LIMITED EDITION, number 580 of 600 sets of the “Autograph Centenary Edition,” signed by the publisher.
WITH AN ORIGINAL MANUSCRIPT MENTIONING KEY FIGURES OF THE FRENCH ENLIGHTENMENT.
[Bound in to Volume I:] EMERSON, Ralph Waldo. Autograph manuscript leaf, presumably from part of a draft for his essay "France, or Urbanity." N.p., ca 1854-1856. 2 pages on one leaf, folio, (248 x 188 mm) window-mounted, in brown ink on light blue paper with a few ink corrections comprising 26 lines. "France, or Urbanity" was first delivered on 17 January 1854 as the 5th of 6 lectures in a series on "Topics of Modern Times" in Philadelphia, and was delivered 4 more times.
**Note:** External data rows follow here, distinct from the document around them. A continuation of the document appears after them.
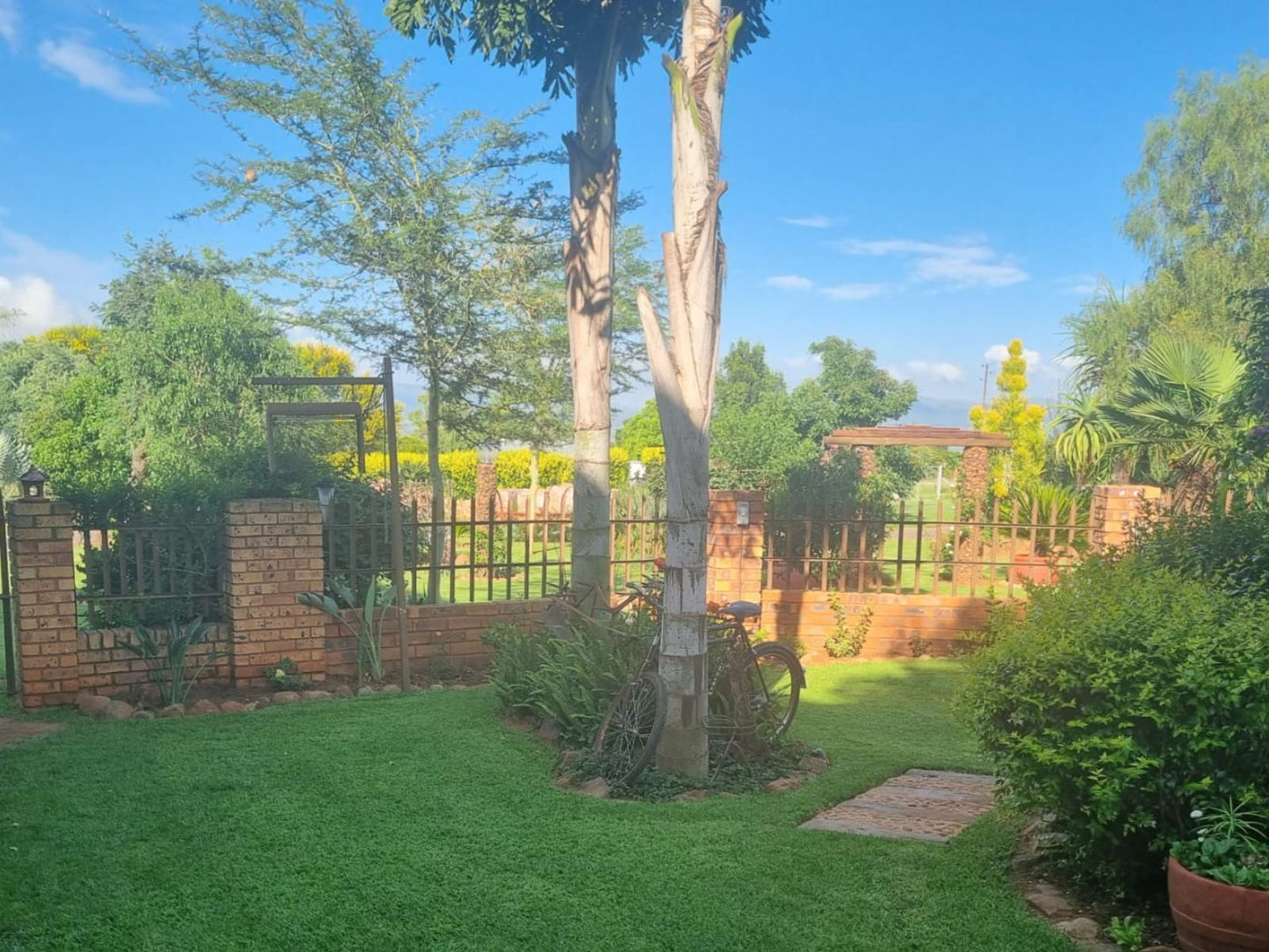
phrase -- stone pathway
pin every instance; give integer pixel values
(928, 805)
(13, 732)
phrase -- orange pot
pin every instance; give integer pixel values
(1214, 917)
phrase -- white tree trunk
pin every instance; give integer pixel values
(683, 371)
(593, 162)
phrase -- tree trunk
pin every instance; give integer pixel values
(683, 371)
(593, 160)
(535, 485)
(438, 494)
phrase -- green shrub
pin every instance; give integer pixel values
(567, 681)
(167, 653)
(1124, 693)
(847, 638)
(1229, 550)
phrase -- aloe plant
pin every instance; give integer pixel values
(168, 655)
(368, 629)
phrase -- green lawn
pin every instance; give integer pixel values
(421, 821)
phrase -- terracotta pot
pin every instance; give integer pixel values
(1212, 917)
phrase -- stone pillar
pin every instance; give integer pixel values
(46, 638)
(1114, 510)
(487, 489)
(733, 553)
(273, 551)
(975, 473)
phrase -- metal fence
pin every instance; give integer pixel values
(485, 556)
(937, 549)
(148, 573)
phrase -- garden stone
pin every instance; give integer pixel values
(1081, 929)
(548, 732)
(692, 795)
(813, 763)
(117, 711)
(1049, 900)
(91, 704)
(594, 787)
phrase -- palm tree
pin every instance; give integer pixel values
(1178, 416)
(1084, 436)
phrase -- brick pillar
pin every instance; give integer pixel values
(42, 541)
(273, 551)
(1113, 512)
(733, 552)
(487, 487)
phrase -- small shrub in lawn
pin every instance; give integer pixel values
(847, 638)
(1126, 693)
(285, 675)
(570, 681)
(167, 653)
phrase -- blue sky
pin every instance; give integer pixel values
(927, 178)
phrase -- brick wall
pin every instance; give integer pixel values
(273, 552)
(938, 620)
(40, 538)
(105, 667)
(436, 635)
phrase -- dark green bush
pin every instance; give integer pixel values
(570, 681)
(1127, 693)
(1229, 550)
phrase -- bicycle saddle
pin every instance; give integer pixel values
(740, 610)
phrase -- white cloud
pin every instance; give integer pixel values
(811, 221)
(935, 370)
(1080, 285)
(47, 285)
(9, 23)
(853, 292)
(999, 353)
(958, 264)
(93, 69)
(790, 282)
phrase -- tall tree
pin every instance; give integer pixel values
(582, 46)
(1201, 216)
(399, 233)
(850, 390)
(684, 364)
(1023, 422)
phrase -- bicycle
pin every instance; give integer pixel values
(753, 692)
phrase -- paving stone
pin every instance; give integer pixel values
(927, 805)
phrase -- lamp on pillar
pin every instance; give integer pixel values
(325, 496)
(32, 484)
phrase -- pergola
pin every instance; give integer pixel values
(975, 469)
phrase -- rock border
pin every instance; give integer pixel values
(108, 709)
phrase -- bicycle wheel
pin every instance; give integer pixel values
(632, 727)
(775, 681)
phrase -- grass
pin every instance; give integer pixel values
(421, 821)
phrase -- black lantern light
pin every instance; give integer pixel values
(33, 484)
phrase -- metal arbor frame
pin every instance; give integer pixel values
(340, 410)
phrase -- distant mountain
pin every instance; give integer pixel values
(934, 412)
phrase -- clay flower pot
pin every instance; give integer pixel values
(1212, 917)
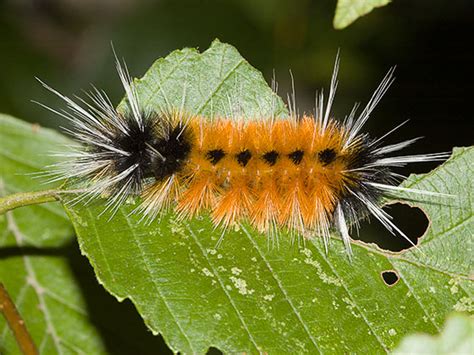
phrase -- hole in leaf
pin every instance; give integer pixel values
(412, 221)
(390, 277)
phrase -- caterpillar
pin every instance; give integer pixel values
(308, 174)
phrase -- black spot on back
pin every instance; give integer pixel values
(243, 157)
(215, 155)
(296, 156)
(327, 156)
(271, 157)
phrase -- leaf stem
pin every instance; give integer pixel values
(21, 199)
(16, 323)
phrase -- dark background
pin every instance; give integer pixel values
(67, 44)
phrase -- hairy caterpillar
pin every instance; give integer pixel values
(308, 174)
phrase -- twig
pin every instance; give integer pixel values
(16, 323)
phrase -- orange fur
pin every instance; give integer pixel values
(297, 196)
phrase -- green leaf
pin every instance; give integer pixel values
(222, 83)
(347, 11)
(41, 283)
(455, 338)
(247, 297)
(49, 281)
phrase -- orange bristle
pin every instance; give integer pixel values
(266, 172)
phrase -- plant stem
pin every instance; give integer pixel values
(21, 199)
(16, 323)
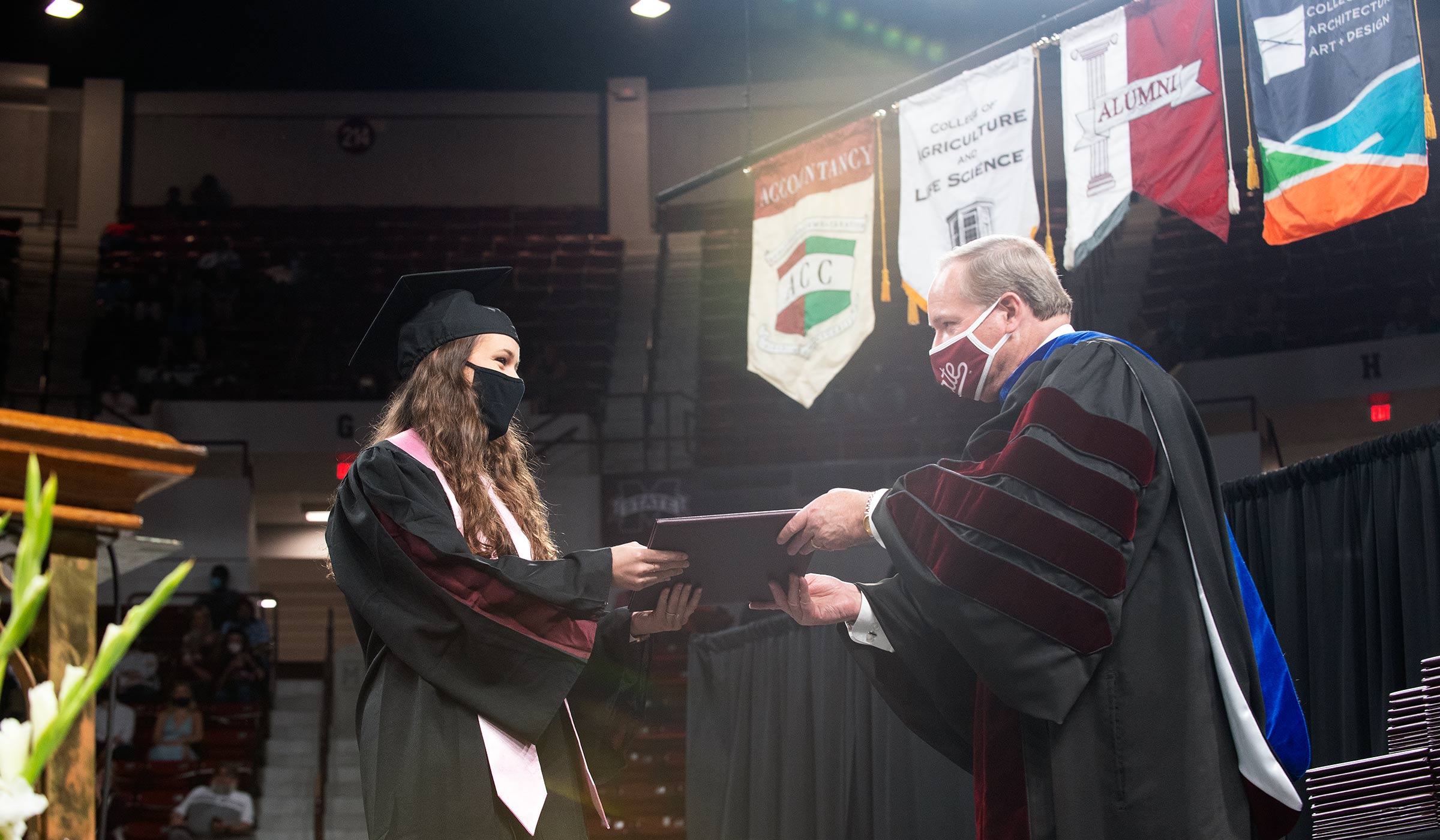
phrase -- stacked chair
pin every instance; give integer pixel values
(1394, 793)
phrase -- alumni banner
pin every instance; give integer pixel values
(1144, 112)
(811, 302)
(965, 166)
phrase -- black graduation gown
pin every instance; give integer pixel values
(1046, 622)
(448, 636)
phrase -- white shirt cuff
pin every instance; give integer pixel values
(866, 627)
(870, 516)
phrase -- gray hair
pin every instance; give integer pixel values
(998, 264)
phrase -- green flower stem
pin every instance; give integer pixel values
(112, 650)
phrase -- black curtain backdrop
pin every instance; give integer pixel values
(1345, 552)
(788, 741)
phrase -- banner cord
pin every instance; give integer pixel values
(1424, 81)
(884, 238)
(1045, 163)
(1233, 192)
(1252, 169)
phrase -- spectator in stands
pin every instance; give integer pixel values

Unpublished until 2001 in The Later Lectures of Ralph Waldo Emerson 1843-1871 (volume I, pp. 308-332), this draft includes mention of French politics and revolution, in part: "Levity levity a confusion of truth and falsehood in every man's mind Louis XV had reason when he took counsel of M. Bertin as to the best means of saving his light-heeled and light-headed lieges, and learned that P̵a̵r̵i̵s̵ ̵t̵h̵e̵ ̵p̵l̵a̵c̵e̵ ̵w̵h̵e̵r̵e̵ ̵t̵h̵e̵r̵e̵ ̵i̵s̵ ̵n̵o̵t̵h̵i̵n̵g̵ ̵t̵h̵a̵t̵ ̵i̵s̵ ̵n̵o̵t̵ ̵a̵p̵r̵o̵p̵o̵s̵ what the French wanted was, to be inoculated with the Chinese mind."
The corresponding published portion reads: "Louis XV had reason, when he took M. Bertin to counsel as to the best means of saving his light-headed and light-heeled lieges, and learned that, "what the French wanted was to be inoculated with the Chinese mind" (The Later Lectures of Ralph Waldo Emerson 1843-1871, vol. I, pp. 328-329).